Directory Data Schema
Database Fields
directory_sources
primary
Access Control uses a primary source to establish the baseline identity for a user with their name, email address, and status of contract or employment lifecycle (active or deprovisioned). This primary source is usually your single sign-on (SSO) vendor that is connected to your HR Information System (HRIS) already.
Any users that are onboarding (joiners), have job/role changes, (movers), or are offboarded (leavers) are detected during the recurring sync job and trigger audit and automation workflows.
The first source that you create is your primary source. Please choose your single sign-on (SSO) vendor unless you use a separate directory that is listed below. Be sure to create your first source using the appropriate vendor.
vendor
| API Slug | Vendor Name | Development Status |
|---|---|---|
github | GitHub | Planned |
gitlab | GitLab | Testing |
google | Testing | |
azure | Microsoft Azure | Not Planned |
microsoft | Microsoft Entra ID | Not Planned |
auth0 | Okta Customer Identity (Auth0) | Planned |
okta | Okta Workforce Identity | Testing |
salesforce | SalesForce | Planned |
slack | Slack | Planned |
slug
The shorthand alpha-dash slug snakecase string (max 55 chars) you use to uniquely identify this vendor instance.
retention_days
What: This is the retention policy for setting the number of days after a user is deprovisioned that PII metadata is stored in Access Control.
How: When fetching users from the API, users that were deprovisioned more than # days ago are not imported or synced. Any existing log records are mapped to the same user ID, however the PII data is scrubbed and replaced with a Ghost User and null values where appropriate.
Why: This solves for personally identifiable information (PII) and GDPR compliance since we do not have a business need for role-based access control (RBAC) after we have verified that a user has left the company and their access deprovisioning processes are completed and audited.
Config: The default value is set to 90 for new sources. You can modify any of your existing sources and decrease it or increase up to 1095 (3 years). It is technically possible to lower this value down to 1, however you may encounter data integrity issues with eventually consistent background API sync jobs. The lowest reasonable number should be 10 days to allow time for all deprovisioning lifecycle tasks and your organization’s internal processes to occur.
Impact: If the value is increased, the users that previously were exempt will be imported during the next sync.
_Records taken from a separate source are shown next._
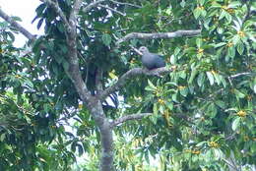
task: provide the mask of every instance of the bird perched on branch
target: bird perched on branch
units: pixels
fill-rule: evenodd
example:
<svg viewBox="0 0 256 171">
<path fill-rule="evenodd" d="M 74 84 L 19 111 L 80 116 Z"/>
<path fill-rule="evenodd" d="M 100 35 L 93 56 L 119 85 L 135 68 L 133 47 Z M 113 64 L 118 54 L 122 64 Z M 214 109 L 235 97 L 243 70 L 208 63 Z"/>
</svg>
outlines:
<svg viewBox="0 0 256 171">
<path fill-rule="evenodd" d="M 139 51 L 142 53 L 142 64 L 148 70 L 165 67 L 164 60 L 160 55 L 151 53 L 147 47 L 142 46 Z"/>
</svg>

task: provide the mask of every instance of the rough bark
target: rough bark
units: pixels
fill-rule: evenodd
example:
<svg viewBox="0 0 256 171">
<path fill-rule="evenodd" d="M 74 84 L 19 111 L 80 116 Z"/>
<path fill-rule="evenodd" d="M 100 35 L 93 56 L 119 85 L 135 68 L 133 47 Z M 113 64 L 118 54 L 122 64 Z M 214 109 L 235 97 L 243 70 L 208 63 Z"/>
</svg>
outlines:
<svg viewBox="0 0 256 171">
<path fill-rule="evenodd" d="M 109 122 L 109 120 L 106 118 L 101 101 L 104 100 L 108 95 L 110 95 L 113 92 L 116 92 L 118 89 L 122 88 L 124 86 L 124 84 L 127 80 L 132 79 L 133 77 L 139 76 L 139 75 L 160 75 L 166 72 L 171 72 L 172 69 L 169 68 L 160 68 L 154 71 L 148 71 L 141 68 L 135 68 L 127 73 L 125 73 L 123 76 L 120 77 L 120 79 L 117 81 L 116 84 L 113 86 L 107 87 L 106 89 L 102 88 L 101 85 L 101 79 L 102 79 L 102 72 L 97 71 L 96 76 L 96 91 L 97 95 L 94 96 L 90 93 L 88 90 L 88 87 L 86 86 L 85 81 L 82 78 L 81 72 L 80 72 L 80 66 L 79 66 L 79 58 L 78 58 L 78 50 L 77 50 L 77 15 L 81 8 L 83 8 L 83 12 L 87 13 L 91 9 L 98 6 L 100 3 L 104 2 L 105 0 L 97 0 L 93 2 L 92 4 L 86 5 L 86 7 L 82 7 L 82 0 L 76 0 L 73 5 L 72 12 L 69 17 L 65 16 L 65 14 L 62 12 L 61 8 L 58 6 L 57 1 L 53 0 L 41 0 L 45 2 L 49 7 L 53 8 L 55 12 L 59 15 L 61 21 L 63 22 L 65 26 L 66 30 L 66 37 L 67 37 L 67 45 L 68 45 L 68 63 L 69 63 L 69 69 L 67 72 L 67 75 L 73 82 L 75 88 L 80 96 L 80 98 L 83 100 L 84 104 L 88 107 L 91 115 L 93 116 L 94 120 L 96 121 L 96 125 L 99 130 L 100 134 L 100 144 L 101 144 L 101 159 L 100 159 L 100 171 L 111 171 L 113 170 L 113 135 L 112 135 L 112 129 L 114 126 L 117 126 L 118 124 L 121 124 L 123 122 L 126 122 L 128 120 L 136 120 L 136 119 L 142 119 L 143 117 L 150 116 L 151 114 L 134 114 L 134 115 L 128 115 L 124 116 L 122 118 L 119 118 L 115 120 L 114 122 Z M 121 5 L 130 5 L 130 6 L 136 6 L 140 8 L 140 6 L 129 4 L 129 3 L 120 3 L 117 1 L 111 1 L 112 3 L 119 3 Z M 18 30 L 20 30 L 21 33 L 23 33 L 28 39 L 31 41 L 35 40 L 35 36 L 30 33 L 25 28 L 23 28 L 21 25 L 19 25 L 17 22 L 15 22 L 10 16 L 5 14 L 0 9 L 0 17 L 3 18 L 5 21 L 10 23 L 12 27 L 16 28 Z M 127 41 L 131 38 L 171 38 L 175 36 L 182 36 L 182 35 L 195 35 L 199 34 L 200 30 L 180 30 L 175 32 L 166 32 L 166 33 L 153 33 L 153 34 L 145 34 L 145 33 L 130 33 L 123 38 L 121 38 L 117 43 L 120 43 L 122 41 Z M 43 49 L 42 49 L 43 50 Z"/>
</svg>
If the value is decreased, the users that previously were included will be archived and PII will be scrubbed. If the value is re-increased, previous users are matched to their vendor_id and their PII is restored on the existing database records. All changes are logged and will trigger event transactions for impacted users.
sync_cron_schedule
What: How often that the background job should be dispatched to sync the source data and users with the latest results in the vendor API.
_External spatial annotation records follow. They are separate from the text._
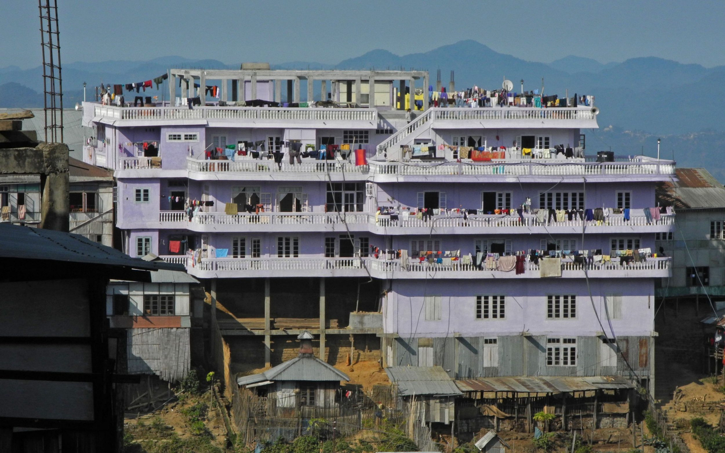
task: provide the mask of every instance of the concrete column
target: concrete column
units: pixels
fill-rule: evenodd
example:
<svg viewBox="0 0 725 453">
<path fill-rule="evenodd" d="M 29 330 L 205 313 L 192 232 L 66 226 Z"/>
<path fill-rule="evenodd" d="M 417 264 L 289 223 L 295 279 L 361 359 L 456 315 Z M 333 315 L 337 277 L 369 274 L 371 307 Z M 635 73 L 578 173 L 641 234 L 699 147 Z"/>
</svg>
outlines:
<svg viewBox="0 0 725 453">
<path fill-rule="evenodd" d="M 320 279 L 320 360 L 325 360 L 325 278 Z"/>
<path fill-rule="evenodd" d="M 375 108 L 375 78 L 372 75 L 368 80 L 368 107 L 370 109 Z"/>
<path fill-rule="evenodd" d="M 201 71 L 199 78 L 199 97 L 202 98 L 202 107 L 207 105 L 207 75 Z"/>
<path fill-rule="evenodd" d="M 178 83 L 176 76 L 172 75 L 171 71 L 169 71 L 169 105 L 171 107 L 176 105 L 176 84 Z"/>
<path fill-rule="evenodd" d="M 272 336 L 270 335 L 270 279 L 265 278 L 265 366 L 270 366 L 272 358 Z"/>
<path fill-rule="evenodd" d="M 216 357 L 215 354 L 215 350 L 216 349 L 216 341 L 214 338 L 216 336 L 214 333 L 214 329 L 217 328 L 217 279 L 212 279 L 212 289 L 209 291 L 211 300 L 210 300 L 210 310 L 211 313 L 212 322 L 209 323 L 209 338 L 210 341 L 209 342 L 209 352 L 212 357 L 212 362 L 214 362 L 214 358 Z"/>
<path fill-rule="evenodd" d="M 315 79 L 311 77 L 307 78 L 307 102 L 315 100 Z"/>
<path fill-rule="evenodd" d="M 405 109 L 405 79 L 401 79 L 398 83 L 398 93 L 400 95 L 400 108 L 399 110 Z"/>
</svg>

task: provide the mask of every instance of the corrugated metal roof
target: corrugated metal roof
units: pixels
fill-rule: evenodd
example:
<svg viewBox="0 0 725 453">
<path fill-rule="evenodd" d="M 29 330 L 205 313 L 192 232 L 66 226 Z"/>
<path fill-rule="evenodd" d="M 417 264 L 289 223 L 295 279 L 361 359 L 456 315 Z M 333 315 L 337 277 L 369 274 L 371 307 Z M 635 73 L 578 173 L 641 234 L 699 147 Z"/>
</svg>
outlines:
<svg viewBox="0 0 725 453">
<path fill-rule="evenodd" d="M 265 371 L 237 378 L 240 386 L 262 381 L 349 381 L 347 375 L 312 355 L 303 355 L 287 360 Z"/>
<path fill-rule="evenodd" d="M 110 316 L 108 319 L 112 328 L 146 329 L 185 327 L 182 318 L 188 320 L 188 316 Z"/>
<path fill-rule="evenodd" d="M 677 168 L 677 180 L 658 183 L 655 193 L 660 206 L 675 209 L 725 209 L 725 187 L 704 168 Z"/>
<path fill-rule="evenodd" d="M 389 367 L 385 372 L 402 396 L 461 394 L 442 367 Z"/>
<path fill-rule="evenodd" d="M 0 257 L 183 270 L 182 265 L 132 258 L 80 234 L 0 223 Z"/>
<path fill-rule="evenodd" d="M 634 388 L 634 383 L 622 376 L 511 376 L 463 379 L 456 381 L 455 383 L 462 391 L 560 393 Z"/>
</svg>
When: Your primary source should be synced (ex. on the hour) before syncing secondary sources (ex. at 10 minutes past the hour) so that any new or deprovisioned users are detected based on the latest data. Otherwise, they will not be detected until the next sync cycle with the updated data. If your secondary sources do not have metadata that changes very often or is not time sensitive when it does change, you can reduce those sources down to be less frequent if desired (ex. daily or weekly).
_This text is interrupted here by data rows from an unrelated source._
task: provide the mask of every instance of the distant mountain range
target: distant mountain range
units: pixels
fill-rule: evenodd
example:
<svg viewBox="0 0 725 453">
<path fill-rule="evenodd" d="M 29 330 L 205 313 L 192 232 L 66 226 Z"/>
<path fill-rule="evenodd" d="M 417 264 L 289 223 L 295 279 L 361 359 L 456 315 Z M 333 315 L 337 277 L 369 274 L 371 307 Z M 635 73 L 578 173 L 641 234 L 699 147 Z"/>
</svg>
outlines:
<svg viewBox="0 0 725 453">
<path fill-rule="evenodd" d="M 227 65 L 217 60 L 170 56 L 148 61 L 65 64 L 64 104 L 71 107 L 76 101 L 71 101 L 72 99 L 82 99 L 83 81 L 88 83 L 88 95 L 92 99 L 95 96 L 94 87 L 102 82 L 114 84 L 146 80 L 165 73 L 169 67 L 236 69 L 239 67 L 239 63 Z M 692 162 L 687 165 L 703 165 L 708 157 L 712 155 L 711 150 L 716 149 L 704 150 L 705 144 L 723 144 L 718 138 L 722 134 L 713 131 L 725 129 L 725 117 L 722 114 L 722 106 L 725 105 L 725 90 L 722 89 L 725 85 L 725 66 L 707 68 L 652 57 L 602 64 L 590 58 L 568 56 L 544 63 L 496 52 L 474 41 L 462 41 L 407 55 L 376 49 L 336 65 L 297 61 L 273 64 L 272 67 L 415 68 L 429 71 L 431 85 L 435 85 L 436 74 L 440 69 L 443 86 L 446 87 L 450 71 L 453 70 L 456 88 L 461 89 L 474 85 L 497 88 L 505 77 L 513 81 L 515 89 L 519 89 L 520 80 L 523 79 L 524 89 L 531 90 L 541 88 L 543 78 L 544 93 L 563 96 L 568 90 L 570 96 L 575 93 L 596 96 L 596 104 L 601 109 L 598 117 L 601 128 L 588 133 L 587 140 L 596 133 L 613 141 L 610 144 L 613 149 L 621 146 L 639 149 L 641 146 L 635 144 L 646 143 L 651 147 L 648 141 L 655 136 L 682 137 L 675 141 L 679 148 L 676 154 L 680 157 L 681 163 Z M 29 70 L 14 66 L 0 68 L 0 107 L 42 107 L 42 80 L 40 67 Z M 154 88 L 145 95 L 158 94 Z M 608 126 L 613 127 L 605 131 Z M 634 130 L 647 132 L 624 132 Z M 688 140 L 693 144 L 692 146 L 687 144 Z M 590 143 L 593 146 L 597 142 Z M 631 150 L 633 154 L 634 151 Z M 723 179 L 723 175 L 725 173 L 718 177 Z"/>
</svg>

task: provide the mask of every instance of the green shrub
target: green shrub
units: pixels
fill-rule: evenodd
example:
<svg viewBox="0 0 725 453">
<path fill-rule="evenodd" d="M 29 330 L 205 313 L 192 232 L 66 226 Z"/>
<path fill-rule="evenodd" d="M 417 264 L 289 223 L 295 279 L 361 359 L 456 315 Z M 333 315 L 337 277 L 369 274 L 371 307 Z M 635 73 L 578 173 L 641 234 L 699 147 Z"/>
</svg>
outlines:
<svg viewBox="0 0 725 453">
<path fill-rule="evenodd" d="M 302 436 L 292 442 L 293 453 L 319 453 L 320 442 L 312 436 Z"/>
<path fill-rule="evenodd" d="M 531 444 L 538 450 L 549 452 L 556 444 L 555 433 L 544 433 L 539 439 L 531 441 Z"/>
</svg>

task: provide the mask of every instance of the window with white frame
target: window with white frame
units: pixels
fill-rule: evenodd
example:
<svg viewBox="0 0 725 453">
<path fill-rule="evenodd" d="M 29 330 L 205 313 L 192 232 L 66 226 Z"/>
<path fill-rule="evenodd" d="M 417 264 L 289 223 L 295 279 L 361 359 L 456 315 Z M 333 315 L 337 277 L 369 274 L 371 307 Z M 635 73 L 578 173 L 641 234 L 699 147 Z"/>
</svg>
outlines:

Config: This uses cron notation that can be customized to your liking.
Seconds Minutes Hours Day-of-Month Month-Int Day-of-Week-Starting-Sunday Year
- All times are in UTC.
- An asterisk runs every available timeslot.
- Use integers in a range (ex.
2-6) or with comma separated values (2,3,4,5,6) - Use a slash to perform division. For example,
*/3in the hour time field will run every 3 hours. - Use
Lin day of the month field means the last day of the month (28th-31st). - If you want a trigger to fire on a particular day of the month (for example, the 10th), but you don’t care what day of the week that is, enter 10 in the day-of-month field, and ? in the day-of-week field.
| Cron Syntax | Frequency |
|---|---|
0 */15 * * * 2-6 * | Every 15 minutes, Monday to Friday |
0 0 * * * 2-6 * | Every hour on the hour, Monday to Friday (primary source default) |
0 10 * * * 2-6 * | Every hour at 10 minutes past the hour, Monday to Friday (secondary source default) |
0 0 */3 * * 2-6 * | Every 3 hours, Monday to Friday |
0 0 20 * * 2 * | Every Monday at 12:00pm US Pacific (20:00 UTC) |
0 0 10 * * 6 * | Every Saturday at 2:00am US Pacific (10:00 UTC) |
See more examples at crontab.guru.
sync_enabled
This provides a manual override to temporarily disable sync jobs. This is useful if you are encountering errors, have a planned data migration, or otherwise just want to freeze the data in the current point in time.
metadata
credentials
directory_dimensions
api_key
name
slug
enabled
expires_after_days
deleted_at
directory_attributes
name
slug
expires_after_days
deleted_at
directory_rules
description
expires_at
When you want to add a rule with conditions that are only valid for a short period of time, you can set the expires_at value. After the expires_at value has passed, the rule and associated conditions are automatically soft deleted, and any users that previously matched the rule’s conditions will be detached from the attribute.